Federal Reserve Chairman Jerome Powell said on Thursday that strong U.S. economic growth will allow policymakers to comfortably decide how much and how quickly to cut interest rates.
“The economy is not sending any signals that we need to rush lower interest rates,” Powell said in a speech to business leaders in Dallas. “The strength we are seeing in the economy right now allows us to make decisions with caution.”
(Watch Powell’s live broadcast here.)
In an upbeat assessment of the current situation, the central bank leader said domestic growth was “by far the best of all major economies in the world”.
Specifically, he said the labor market remains strong despite disappointing job growth in October, which he attributed largely to storm damage and worker strikes in the Southeast. Nonfarm employment increased by only 12,000 during the same period.
Powell noted that the unemployment rate has been rising but has leveled off in recent months and remains low by historical standards.
On inflation, he cited “broad-based” progress and noted that Fed officials expect inflation to continue returning to the central bank’s 2% target. However, this week’s inflation data showed both consumer and producer prices rising slightly, with 12-month rates further diverging from the Fed’s directive.
However, Powell said the two indexes showed October inflation as measured by the Fed’s preferred measure of 2.3%, and inflation excluding food and energy was 2.8%.
“Inflation is very close to our long-run goal of 2 percent, but it’s not there yet. We’re committed to getting that done,” Powell said, noting that getting there could be “a bumpy road at times.”

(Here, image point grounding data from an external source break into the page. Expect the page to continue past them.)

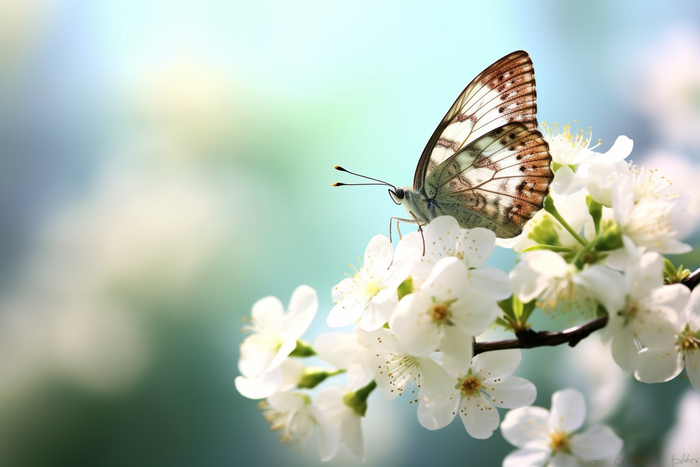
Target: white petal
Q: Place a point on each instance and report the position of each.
(624, 349)
(492, 280)
(658, 365)
(692, 311)
(692, 367)
(512, 393)
(351, 433)
(562, 459)
(435, 378)
(479, 416)
(598, 442)
(605, 285)
(566, 182)
(302, 309)
(527, 458)
(568, 411)
(259, 387)
(436, 411)
(337, 348)
(286, 401)
(268, 315)
(415, 330)
(496, 365)
(285, 349)
(457, 348)
(379, 253)
(526, 427)
(477, 246)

A week ago, the Federal Open Market Committee cut the central bank’s benchmark borrowing rate by a quarter of a percentage point, bringing it to a range of 4.5%-4.75%. This follows a half-percentage-point cut in September.
Powell described the measures as a recalibration of monetary policy that no longer needs to focus primarily on curbing inflation and now also has the goal of maintaining a balanced labor market. The market generally expects the Fed to cut interest rates by another 25 percentage points in December and then cut interest rates several more times in 2025.
However, Powell was noncommittal in offering his prediction. The Fed is seeking to cut its key interest rate to a neutral level that neither boosts nor stifles economic growth, but is unsure what the end point will be.
“We believe that by appropriately adjusting our policy stance, the strong momentum in the economy and labor market can be maintained and inflation can sustainably fall to 2%,” he said. “Over time, we are shifting policy to a more A neutral environment. But the path to get there is not preset.”
The Fed is also allowing proceeds from its bond holdings to be stripped off its massive balance sheet each month. There is no indication when the process will end.